Was aber eben auch klar ist: Professioneller Journalismus kostet Geld. Und an diese Front kämpfen viele Medienhäuser. Denn so offen müssen wir sein: Falls Sie diesen Text auf einem Blatt Papier lesen, zählen Sie, liebe Leserinnen und Leser, zwar in Vorarlberg noch zur Mehrheit der VN-Leserinnen und -Leser, aber der Anteil des Printpublikums nimmt ab. Und damit auch der Anteil der Printabos. Im Alter zwischen 45 und 54 Jahren ist der Anteil der Menschen, die sich digital informieren und jener, die sich traditionell informieren, mit rund 24 Prozent in etwa gleich hoch. Menschen ab 55 informieren sich mehrheitlich traditionell. Bei den 18- bis 24-Jährigen sieht es allerdings ganz anders aus: Fast 40 Prozent informieren sich digital, weniger als 20 Prozent traditionell. Das geht aus dem aktuellen Reuters Digital News Report hervor. Er zeigt aber auch, vor welchem Problem die Medien damit stehen: 14,3 Prozent der Österreicherinnen und Österreicher haben im vergangenen Jahr für Online-Nachrichten bezahlt. Allerdings befinden sich darunter wiederum überproportional viel junge Menschen. Trotzdem zeigt sich: Professioneller Journalismus muss Argumente liefern, damit Sie, liebe Leserinnen und Leser, auch dafür bereit sind, diese Dienstleistung zu bezahlen. “Aber das ist ein Problem, das alle Medien betrifft”, sagt Phoebe Maares.
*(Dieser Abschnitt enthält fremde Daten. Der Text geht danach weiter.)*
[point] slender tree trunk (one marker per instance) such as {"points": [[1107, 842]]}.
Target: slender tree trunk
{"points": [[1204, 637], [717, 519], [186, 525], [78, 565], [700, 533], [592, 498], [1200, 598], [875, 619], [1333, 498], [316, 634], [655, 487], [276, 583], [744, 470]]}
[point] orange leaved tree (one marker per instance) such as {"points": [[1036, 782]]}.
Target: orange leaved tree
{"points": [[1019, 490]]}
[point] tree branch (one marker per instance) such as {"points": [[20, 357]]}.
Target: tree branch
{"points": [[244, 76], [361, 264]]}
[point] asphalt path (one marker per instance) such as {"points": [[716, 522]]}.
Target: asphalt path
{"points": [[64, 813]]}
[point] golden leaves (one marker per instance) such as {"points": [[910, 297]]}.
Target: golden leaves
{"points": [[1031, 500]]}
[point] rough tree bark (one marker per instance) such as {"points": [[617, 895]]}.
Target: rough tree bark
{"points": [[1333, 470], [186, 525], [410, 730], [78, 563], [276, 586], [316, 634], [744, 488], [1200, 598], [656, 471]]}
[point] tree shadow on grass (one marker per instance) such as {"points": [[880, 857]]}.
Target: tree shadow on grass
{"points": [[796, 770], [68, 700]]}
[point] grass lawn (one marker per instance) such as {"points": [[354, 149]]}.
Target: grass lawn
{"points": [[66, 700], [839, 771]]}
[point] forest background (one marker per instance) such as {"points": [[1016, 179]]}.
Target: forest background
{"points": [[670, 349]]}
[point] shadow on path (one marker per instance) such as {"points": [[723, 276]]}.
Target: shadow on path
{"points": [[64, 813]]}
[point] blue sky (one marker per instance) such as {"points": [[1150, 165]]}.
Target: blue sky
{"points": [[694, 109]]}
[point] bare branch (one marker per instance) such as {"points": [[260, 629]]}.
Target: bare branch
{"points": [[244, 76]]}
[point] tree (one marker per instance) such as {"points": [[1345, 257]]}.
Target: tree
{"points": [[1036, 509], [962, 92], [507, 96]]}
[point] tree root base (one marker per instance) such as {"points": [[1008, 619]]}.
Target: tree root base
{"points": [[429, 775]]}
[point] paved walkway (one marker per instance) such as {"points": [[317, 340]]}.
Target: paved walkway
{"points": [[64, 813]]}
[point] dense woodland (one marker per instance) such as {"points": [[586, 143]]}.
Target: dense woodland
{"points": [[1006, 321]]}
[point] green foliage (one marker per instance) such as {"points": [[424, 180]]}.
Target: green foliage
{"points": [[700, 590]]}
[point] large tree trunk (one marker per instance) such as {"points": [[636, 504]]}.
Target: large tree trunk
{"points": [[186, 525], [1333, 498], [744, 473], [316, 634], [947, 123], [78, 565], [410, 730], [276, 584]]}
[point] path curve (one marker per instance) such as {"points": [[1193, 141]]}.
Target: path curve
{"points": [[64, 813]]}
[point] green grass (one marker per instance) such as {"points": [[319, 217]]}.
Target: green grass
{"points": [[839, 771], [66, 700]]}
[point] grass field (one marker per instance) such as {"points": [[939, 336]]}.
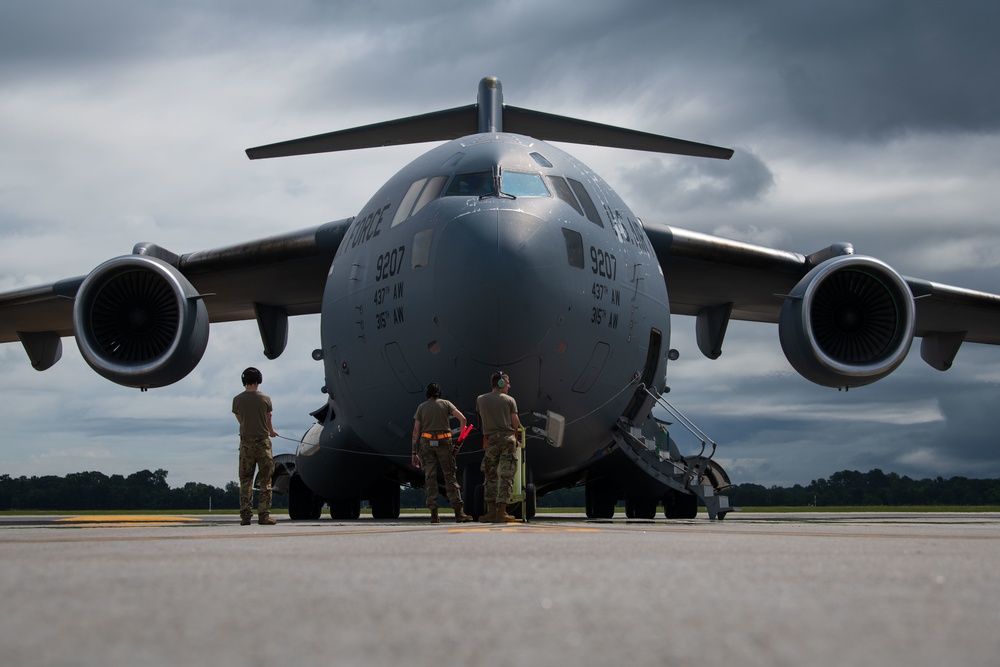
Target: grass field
{"points": [[541, 510]]}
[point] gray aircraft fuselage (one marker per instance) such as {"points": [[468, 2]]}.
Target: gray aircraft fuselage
{"points": [[442, 279]]}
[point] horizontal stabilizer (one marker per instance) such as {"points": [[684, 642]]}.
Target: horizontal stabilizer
{"points": [[488, 115], [437, 126], [550, 127]]}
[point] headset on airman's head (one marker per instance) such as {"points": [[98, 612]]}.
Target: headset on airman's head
{"points": [[252, 376]]}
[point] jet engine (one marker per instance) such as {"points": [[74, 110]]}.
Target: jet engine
{"points": [[848, 322], [139, 322]]}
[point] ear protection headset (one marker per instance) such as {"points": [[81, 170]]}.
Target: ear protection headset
{"points": [[252, 376]]}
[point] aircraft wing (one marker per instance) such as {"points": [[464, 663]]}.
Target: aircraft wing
{"points": [[283, 274], [707, 276]]}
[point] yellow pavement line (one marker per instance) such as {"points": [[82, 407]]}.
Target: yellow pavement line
{"points": [[126, 519]]}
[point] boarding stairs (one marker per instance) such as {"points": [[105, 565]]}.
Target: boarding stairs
{"points": [[649, 445]]}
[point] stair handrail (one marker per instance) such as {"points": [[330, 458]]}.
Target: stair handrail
{"points": [[684, 421]]}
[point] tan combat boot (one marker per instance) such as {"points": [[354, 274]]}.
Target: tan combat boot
{"points": [[460, 515], [491, 510]]}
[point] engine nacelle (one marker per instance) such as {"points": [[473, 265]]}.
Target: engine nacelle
{"points": [[139, 322], [848, 322]]}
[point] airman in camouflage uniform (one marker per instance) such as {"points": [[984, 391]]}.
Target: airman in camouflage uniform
{"points": [[498, 417], [253, 411], [431, 429]]}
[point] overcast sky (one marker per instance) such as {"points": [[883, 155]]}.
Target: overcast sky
{"points": [[876, 123]]}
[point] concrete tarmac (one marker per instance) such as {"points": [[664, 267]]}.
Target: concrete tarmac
{"points": [[768, 590]]}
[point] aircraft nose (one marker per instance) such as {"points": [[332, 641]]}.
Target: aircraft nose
{"points": [[497, 274]]}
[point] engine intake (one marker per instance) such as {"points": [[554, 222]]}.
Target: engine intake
{"points": [[848, 322], [139, 322]]}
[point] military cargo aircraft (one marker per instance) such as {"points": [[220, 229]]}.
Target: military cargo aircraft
{"points": [[497, 251]]}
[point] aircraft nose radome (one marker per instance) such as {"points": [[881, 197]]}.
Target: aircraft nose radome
{"points": [[498, 282]]}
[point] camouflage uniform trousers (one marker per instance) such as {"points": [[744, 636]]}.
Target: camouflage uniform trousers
{"points": [[442, 454], [499, 467], [255, 453]]}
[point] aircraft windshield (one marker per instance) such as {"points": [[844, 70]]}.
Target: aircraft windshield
{"points": [[471, 185], [480, 183], [520, 184]]}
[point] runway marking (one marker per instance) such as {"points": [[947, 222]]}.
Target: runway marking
{"points": [[125, 520], [521, 528], [242, 532]]}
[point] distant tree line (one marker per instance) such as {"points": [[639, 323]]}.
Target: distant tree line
{"points": [[145, 490], [853, 488]]}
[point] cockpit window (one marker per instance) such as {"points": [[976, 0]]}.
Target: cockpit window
{"points": [[480, 183], [587, 202], [475, 184], [431, 192], [520, 184], [561, 187], [403, 212], [421, 192], [540, 159]]}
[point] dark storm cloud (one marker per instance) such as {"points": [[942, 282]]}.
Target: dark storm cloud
{"points": [[861, 70], [681, 185]]}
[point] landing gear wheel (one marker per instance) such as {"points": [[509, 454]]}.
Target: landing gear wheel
{"points": [[600, 499], [640, 508], [385, 501], [677, 505], [345, 509], [303, 504]]}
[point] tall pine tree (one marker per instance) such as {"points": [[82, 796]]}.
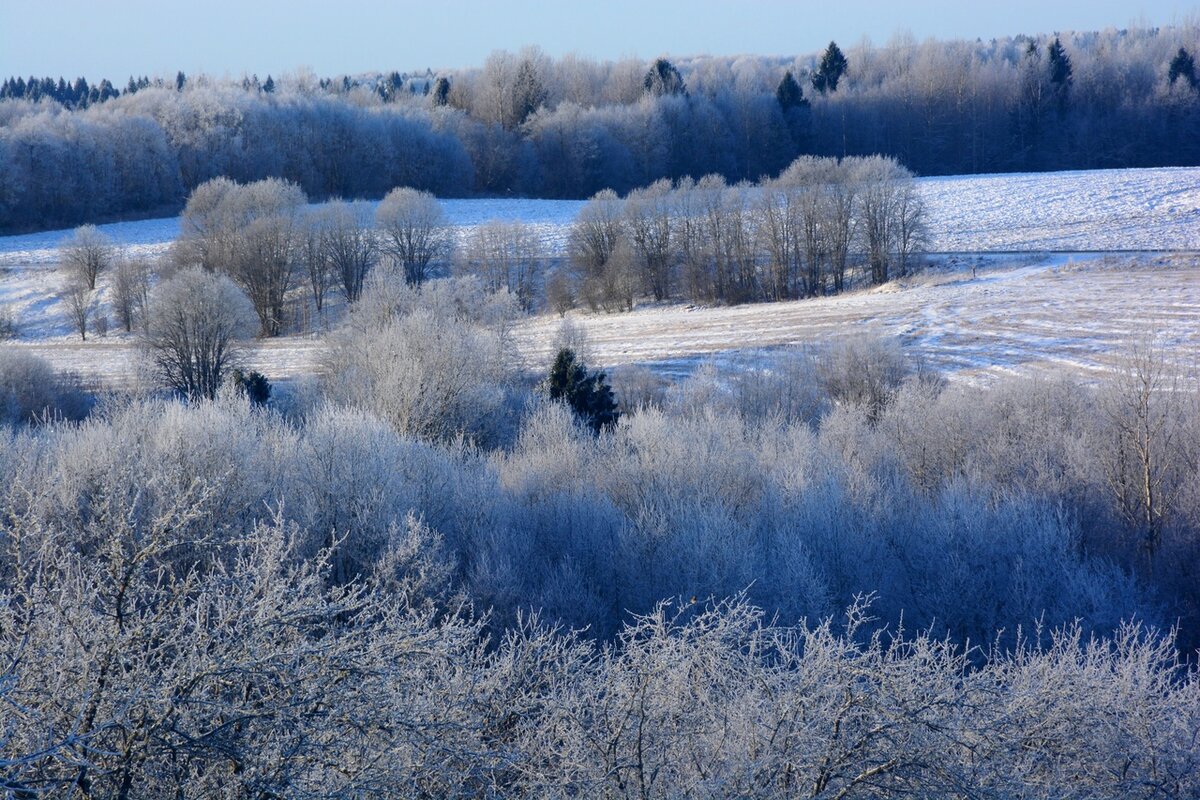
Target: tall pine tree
{"points": [[586, 392], [789, 94], [1182, 66], [831, 70]]}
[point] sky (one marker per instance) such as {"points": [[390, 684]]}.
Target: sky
{"points": [[331, 37]]}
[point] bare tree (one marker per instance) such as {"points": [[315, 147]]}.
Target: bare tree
{"points": [[264, 266], [1143, 409], [87, 253], [79, 302], [131, 289], [414, 230], [504, 256], [593, 239], [197, 320], [648, 221], [349, 245]]}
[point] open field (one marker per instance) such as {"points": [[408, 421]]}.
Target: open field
{"points": [[1021, 313]]}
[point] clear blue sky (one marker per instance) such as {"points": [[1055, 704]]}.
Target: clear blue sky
{"points": [[114, 40]]}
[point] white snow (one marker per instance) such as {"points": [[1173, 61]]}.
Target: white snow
{"points": [[1021, 313]]}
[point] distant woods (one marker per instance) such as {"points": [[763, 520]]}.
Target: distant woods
{"points": [[526, 124]]}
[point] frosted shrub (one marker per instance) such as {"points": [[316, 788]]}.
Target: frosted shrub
{"points": [[863, 371]]}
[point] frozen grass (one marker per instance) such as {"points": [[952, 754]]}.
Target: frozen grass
{"points": [[1021, 313]]}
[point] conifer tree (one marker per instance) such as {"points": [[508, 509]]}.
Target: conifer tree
{"points": [[789, 94], [1060, 65], [1182, 66], [832, 68], [663, 78], [442, 91]]}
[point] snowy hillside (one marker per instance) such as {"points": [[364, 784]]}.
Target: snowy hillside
{"points": [[1021, 313]]}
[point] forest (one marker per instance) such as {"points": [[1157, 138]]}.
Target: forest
{"points": [[427, 572], [525, 124], [433, 566]]}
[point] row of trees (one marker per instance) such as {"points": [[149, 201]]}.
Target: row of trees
{"points": [[798, 235], [803, 234], [265, 238], [259, 603], [531, 125]]}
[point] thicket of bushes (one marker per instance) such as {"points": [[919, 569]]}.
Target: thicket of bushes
{"points": [[372, 591]]}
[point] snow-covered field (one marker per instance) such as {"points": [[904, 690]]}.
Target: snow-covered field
{"points": [[1023, 313], [550, 218], [1020, 314], [1098, 210]]}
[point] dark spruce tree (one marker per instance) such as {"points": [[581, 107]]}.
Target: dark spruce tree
{"points": [[789, 94], [586, 392], [1060, 64], [253, 385], [831, 70], [1182, 66], [663, 78], [442, 91]]}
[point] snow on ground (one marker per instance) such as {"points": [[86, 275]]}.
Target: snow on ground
{"points": [[1021, 313], [1032, 314], [1097, 210], [1025, 316]]}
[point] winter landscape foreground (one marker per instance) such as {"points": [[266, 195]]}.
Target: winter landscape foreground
{"points": [[1030, 274], [768, 471]]}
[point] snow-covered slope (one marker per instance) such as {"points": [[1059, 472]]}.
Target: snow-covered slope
{"points": [[1099, 210], [1021, 313]]}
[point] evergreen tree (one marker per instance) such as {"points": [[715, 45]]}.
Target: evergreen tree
{"points": [[789, 94], [1060, 65], [832, 68], [1182, 66], [663, 78], [587, 394], [253, 385], [442, 91]]}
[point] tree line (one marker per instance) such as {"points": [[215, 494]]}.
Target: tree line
{"points": [[813, 230], [427, 575], [526, 124], [802, 234]]}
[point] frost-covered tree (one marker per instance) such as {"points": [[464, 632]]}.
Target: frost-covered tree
{"points": [[414, 232], [81, 304], [197, 323]]}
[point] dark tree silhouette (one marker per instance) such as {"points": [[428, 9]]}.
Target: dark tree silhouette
{"points": [[832, 68], [1182, 66], [587, 392], [663, 78], [789, 94]]}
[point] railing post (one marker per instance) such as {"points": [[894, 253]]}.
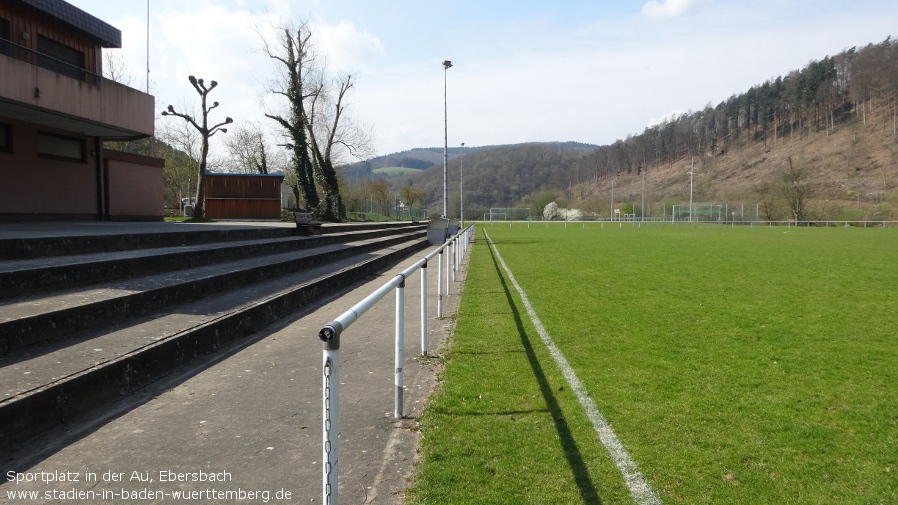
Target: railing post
{"points": [[424, 309], [400, 342], [453, 257], [330, 334], [440, 285], [448, 267]]}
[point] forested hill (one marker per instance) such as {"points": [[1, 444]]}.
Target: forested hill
{"points": [[836, 121]]}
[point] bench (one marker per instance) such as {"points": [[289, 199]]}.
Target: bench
{"points": [[305, 225]]}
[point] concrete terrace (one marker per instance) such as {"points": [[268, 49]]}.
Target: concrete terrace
{"points": [[248, 410]]}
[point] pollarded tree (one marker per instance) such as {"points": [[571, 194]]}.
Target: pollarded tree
{"points": [[205, 132]]}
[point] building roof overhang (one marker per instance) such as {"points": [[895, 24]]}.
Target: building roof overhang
{"points": [[105, 34], [64, 122]]}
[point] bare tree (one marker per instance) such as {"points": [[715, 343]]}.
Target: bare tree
{"points": [[181, 152], [318, 124], [294, 56], [205, 132], [249, 151], [797, 189]]}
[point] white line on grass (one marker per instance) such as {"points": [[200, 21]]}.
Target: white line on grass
{"points": [[640, 490]]}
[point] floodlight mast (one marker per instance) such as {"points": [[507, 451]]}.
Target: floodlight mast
{"points": [[446, 66], [461, 189]]}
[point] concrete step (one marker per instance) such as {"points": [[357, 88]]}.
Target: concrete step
{"points": [[47, 384], [51, 273], [31, 319], [65, 239]]}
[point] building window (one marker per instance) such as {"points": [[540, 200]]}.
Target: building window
{"points": [[59, 147], [5, 140], [4, 36], [60, 58]]}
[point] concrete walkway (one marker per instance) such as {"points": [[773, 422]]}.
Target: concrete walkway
{"points": [[245, 425]]}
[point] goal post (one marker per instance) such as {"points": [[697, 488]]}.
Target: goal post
{"points": [[509, 214]]}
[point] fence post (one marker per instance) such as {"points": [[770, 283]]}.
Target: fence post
{"points": [[400, 343], [440, 285], [448, 267], [424, 309], [330, 334]]}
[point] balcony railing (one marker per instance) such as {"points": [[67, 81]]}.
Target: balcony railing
{"points": [[22, 53]]}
Wir jedenfalls werden weiterhin versuchen, Ihnen professionellen und regionalen Journalismus zu liefern – und damit für Ihre Mitgliedschaft im regionalen Klub der Vorarlberger Nachrichten zu werben. In den vergangenen 160 Jahren Landeszeitung und über 70 Jahren Vorarlberger Nachrichten ist das Zusammenspiel zwischen Ihnen und uns ja sehr gut gelungen. Auf viele weitere Jahrzehnte Journalismus für Vorarlberg.